I blinked. “That’s it?”
“That’s it? Oh. You’re thinking in human hours. I’m speaking in Neverrian hours.”
Right…
Her short forehead furrowed. “Close to three human hours, I would think.”
“Three hours?” I yelped.
She nodded. “Ace is working with some of our smarter brethren on building an elevator.” She enunciated each letter in the word. “Is that how your people say it?”
I nodded. Ace had touched upon that once. It had seemed odd to me that a world full of magic would need such a human contraption, but now I understood. “Do you walk up here every morning?”
“Oh, skies, no. My cousin drops me off on his way to work.”
“Your cousin?”
“He has a lot of faerie blood, so he landed the job of transporting those who can’t fly up to their places of work. He doesn’t deduct anything from my wages, though.” She beamed. “Dawson’s going to start training with him soon.

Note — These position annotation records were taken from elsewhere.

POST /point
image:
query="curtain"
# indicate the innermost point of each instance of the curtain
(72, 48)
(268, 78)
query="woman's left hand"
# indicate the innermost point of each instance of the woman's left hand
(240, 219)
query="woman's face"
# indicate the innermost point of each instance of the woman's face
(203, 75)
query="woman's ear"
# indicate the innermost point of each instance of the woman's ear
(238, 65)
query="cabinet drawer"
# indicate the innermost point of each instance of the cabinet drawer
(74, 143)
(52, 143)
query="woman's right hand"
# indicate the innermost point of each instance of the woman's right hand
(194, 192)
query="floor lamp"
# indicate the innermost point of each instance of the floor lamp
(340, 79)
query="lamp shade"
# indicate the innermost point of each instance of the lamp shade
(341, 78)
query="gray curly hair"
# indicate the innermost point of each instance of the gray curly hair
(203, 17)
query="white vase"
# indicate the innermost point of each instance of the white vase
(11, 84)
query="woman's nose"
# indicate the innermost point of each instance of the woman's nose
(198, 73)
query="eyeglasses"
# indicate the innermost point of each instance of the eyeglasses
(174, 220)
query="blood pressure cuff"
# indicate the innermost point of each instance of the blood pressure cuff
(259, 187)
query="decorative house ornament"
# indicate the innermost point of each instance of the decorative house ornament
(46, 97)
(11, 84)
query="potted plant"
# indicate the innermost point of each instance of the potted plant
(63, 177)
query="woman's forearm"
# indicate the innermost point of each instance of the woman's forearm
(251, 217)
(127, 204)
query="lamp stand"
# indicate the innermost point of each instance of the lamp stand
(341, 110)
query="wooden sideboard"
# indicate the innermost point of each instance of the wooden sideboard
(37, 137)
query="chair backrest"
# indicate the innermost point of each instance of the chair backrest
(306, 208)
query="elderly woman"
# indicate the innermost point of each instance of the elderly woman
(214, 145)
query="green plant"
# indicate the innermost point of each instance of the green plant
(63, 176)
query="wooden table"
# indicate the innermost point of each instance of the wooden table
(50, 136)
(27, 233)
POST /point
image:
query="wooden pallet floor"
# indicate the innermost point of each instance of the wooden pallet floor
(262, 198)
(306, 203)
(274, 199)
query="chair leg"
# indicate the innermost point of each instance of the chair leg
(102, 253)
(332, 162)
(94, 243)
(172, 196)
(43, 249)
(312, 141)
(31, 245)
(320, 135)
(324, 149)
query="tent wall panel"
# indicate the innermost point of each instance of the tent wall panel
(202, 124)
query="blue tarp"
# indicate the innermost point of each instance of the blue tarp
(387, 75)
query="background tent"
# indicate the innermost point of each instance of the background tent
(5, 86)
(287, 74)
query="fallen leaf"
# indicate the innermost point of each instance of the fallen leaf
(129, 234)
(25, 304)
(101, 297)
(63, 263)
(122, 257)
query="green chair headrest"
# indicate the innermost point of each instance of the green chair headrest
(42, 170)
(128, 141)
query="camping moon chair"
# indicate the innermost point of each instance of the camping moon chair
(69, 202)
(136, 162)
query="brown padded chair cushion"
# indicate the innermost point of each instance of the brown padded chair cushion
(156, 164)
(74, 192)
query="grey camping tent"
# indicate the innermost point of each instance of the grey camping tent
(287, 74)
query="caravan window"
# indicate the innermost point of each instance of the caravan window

He needs to get his license to wield runas first.”
“Runas?”
“They’re big baskets made of volitor fronds.”
I’d read about volitors last night. They were like palm trees, but unlike palms, they floated. “Do runas float?”
“Yes.”
“Has anyone ever thought of adding a motor to them to make them into air boats?”
Her brow creased further. “Boat?”
“You know, like the Titanic?”
Her gaze darted to my red fingernails. Then she cleared her throat and shook her head. “You should tell Ace. He’d like that idea.”
I didn’t think he’d like any of my ideas. Not after how rude I was to him last night.